Dans le cadre de cette reconstitution imaginaire, le discours romanesque ne parvient à saisir que des représentations figées, sans les enrichir d’une compréhension en profondeur. Elles se soutiennent d’une logique purement sociale, comme le montrent bien l’histoire de la promotion sociale du père, le récit de la vie des deux sœurs qui se sacrifient pour lui, ou encore celui de la mère. Voici comment est narrée la visite de la belle-mère et de la fille au prétendant :

« elles débarquèrent toutes deux […] sur le quai d’une petite gare où les attendait, revêtu d’un costume civil sans élégance, au pantalon rentré dans des bottes lacées de garde-chasse, l’homme à la barbe carrée et à la moustache en crocs qu’elle pensait jusque-là inséparables d’un uniforme (c’est-à-dire garanties par l’aspect rassurant d’une tenue décorative, pouvant, à tout prendre, faire l’ornement d’un salon, quelle que fût la tête qui les surmontait), l’inattendu personnage se saisissant lui-même de leurs valises, les portant jusqu’à une voiture de louage […] la voiture, la caisse, s’arrêtant enfin, l’homme au costume de garde-chasse que tutoyait le cocher les aidant à descendre, se chargeant à nouveau des valises, traversant le trottoir (c’était lui qui avait insisté, malgré l’appréhension qu’il pouvait avoir d’une telle rencontre, tenu inflexiblement à ce voyage, à cette visite), se dirigeant vers un seuil où se tenaient deux femmes largement au-delà de la quarantaine, aux visages carrés, non pas durs exactement mais usés, hommasses, aux mains carrées, vêtues de robes qu’elles n’avaient visiblement pas l’habitude de porter […] et qu’un instant, au vu de leur maintien, de cette raideur, de ces visages, la vieille dame prit pour les domestiques, jusqu’à ce qu’elle comprît qu’il s’agissait des deux sœurs, serrant alors comme en rêve les mains calleuses, balbutiant, son visage plus que jamais empreint de cette expression de panique, de consternation hagarde, hébétée : des femmes, des gens, qui devaient probablement lui apparaître non seulement au-dessous de ce qu’elle avait toujours considéré (avait été habituée à considérer) comme le niveau séparant deux classes sociales, mais encore deux espèces différentes d’humanité…25 »

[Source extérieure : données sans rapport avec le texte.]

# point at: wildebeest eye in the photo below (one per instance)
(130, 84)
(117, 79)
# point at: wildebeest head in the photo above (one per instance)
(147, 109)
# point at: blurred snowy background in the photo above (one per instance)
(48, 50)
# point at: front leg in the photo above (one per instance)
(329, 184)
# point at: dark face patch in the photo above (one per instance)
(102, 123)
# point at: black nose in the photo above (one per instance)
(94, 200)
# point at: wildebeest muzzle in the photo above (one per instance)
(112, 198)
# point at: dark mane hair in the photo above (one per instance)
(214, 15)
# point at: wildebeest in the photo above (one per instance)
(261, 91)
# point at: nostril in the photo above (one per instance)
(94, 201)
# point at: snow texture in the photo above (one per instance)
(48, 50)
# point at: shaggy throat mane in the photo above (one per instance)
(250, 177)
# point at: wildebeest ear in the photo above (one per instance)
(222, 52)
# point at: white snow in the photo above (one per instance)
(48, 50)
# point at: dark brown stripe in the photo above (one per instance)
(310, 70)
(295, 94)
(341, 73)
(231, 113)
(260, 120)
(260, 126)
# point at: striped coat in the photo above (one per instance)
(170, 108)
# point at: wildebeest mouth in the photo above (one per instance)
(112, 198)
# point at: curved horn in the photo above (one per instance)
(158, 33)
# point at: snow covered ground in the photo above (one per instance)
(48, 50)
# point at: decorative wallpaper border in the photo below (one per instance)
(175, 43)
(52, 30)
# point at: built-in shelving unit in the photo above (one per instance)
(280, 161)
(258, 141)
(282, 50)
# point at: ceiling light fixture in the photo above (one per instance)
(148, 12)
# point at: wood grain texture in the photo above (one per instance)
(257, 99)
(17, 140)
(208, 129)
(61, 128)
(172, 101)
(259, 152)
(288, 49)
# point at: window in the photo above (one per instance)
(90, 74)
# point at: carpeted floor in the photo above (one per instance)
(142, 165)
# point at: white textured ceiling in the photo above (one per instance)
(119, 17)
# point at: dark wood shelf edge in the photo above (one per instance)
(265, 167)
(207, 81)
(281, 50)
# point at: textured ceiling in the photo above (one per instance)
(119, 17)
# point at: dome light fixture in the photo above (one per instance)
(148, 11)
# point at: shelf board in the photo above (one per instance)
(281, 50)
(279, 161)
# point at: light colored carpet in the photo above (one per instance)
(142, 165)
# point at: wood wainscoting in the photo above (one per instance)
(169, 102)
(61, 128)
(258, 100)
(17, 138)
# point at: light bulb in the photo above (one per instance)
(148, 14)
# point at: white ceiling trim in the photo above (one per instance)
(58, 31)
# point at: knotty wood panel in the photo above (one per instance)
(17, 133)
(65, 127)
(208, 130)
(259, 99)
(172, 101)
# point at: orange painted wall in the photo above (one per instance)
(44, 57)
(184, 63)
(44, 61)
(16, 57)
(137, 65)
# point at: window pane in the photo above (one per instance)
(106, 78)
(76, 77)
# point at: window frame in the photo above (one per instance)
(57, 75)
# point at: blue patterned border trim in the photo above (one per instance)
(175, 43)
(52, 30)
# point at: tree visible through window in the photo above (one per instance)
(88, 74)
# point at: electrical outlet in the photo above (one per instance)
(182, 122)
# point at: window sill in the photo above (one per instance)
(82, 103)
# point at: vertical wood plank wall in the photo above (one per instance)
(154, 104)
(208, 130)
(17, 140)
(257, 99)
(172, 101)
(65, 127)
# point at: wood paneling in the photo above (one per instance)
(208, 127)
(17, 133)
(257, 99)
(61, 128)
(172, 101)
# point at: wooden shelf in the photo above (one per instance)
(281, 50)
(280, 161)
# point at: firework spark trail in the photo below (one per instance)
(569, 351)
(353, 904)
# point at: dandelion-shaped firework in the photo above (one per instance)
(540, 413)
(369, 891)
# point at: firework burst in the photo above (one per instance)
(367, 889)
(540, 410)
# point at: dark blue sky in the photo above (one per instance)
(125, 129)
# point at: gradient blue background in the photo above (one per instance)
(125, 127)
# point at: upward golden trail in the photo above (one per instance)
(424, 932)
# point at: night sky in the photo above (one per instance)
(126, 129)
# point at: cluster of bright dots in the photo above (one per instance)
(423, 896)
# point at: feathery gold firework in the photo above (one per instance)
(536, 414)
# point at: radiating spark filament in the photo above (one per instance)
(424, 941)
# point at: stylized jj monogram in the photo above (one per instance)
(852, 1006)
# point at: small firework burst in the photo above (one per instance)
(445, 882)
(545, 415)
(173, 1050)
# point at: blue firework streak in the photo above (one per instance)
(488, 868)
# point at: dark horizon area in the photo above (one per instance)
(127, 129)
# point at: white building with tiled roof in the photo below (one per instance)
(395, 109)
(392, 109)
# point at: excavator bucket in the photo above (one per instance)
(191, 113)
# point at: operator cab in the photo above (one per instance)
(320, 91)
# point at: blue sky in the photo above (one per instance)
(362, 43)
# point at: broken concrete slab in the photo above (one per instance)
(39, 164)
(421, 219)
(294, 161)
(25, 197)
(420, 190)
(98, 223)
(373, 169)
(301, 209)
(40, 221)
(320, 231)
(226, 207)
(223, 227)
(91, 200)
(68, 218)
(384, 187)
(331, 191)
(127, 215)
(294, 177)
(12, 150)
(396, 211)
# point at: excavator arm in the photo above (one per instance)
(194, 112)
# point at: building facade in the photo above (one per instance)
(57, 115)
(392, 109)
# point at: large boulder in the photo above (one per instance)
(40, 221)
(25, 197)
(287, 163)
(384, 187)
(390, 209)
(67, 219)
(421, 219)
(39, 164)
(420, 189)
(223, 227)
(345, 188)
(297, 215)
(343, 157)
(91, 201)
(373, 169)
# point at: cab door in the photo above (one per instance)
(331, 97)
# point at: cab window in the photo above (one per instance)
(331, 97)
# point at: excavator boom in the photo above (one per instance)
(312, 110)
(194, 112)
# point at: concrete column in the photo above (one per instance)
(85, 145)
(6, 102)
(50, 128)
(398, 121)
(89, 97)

On retrouve là le scénario classique de la mésalliance entre deux mondes qui s’ignorent mutuellement. C’est ici la logique du social qui permet de fantasmer le passé en le coulant dans un récit. Or, cette évocation de la société du tournant de siècle s’avère dans l’ensemble étonnamment creuse et lacunaire. La pesanteur sociale si bien évoquée n’explique pas tout, elle laisse des plages de mystère, des points d’opacité. Derrière les apparentes motivations de classe, on ne sait pas ce qui se joue, quel visage authentique recouvre le masque, quels sentiments agitent le cœur de l’officier à la barbe carrée ou de l’indolente jeune fille. C’est dire que l’articulation de l’individuel et du social qui est à la base des représentations réalistes est omise. Ce vide, ce manque permet de faire défiler un spectacle dont les acteurs dépourvus de psychologie individuelle sont des silhouettes reconnaissables à leurs traits récurrents. Le père est désigné par sa barbe noire carrée, sa moustache en crocs et ses yeux de faïence. Les deux tantes se distinguent par leur caractère de mules obstinées (tout concorde à l’accomplissement de « leur destin de mules26 »). La paresse, l’indolence, l’oisiveté sont les attributs de la mère. Le personnage figé dans une image reconnaissable à quelques traits saillants n’a plus rien du type dans le sens du roman réaliste. Il s’offre avec la présence concrète, mais lisse et close sur son secret, de la photographie. Le passé ainsi dépeint devient album de famille ; les protagonistes se figent dans des instantanés27. L’évolution du père, décrite à coups de photographies, est emblématique de ce processus. Le récit n’analyse pas son développement intérieur, il balise son parcours de photos envoyées aux deux sœurs à partir desquelles elles suivent de l’extérieur les changements qui s’opèrent en lui et qui se traduisent par un changement de son apparence physique. Le récit se donne ainsi comme la mise en discours et la dynamisation d’images photographiques où chacun réapparaît semblable à lui-même, à la fois entièrement lisible et étrangement opaque.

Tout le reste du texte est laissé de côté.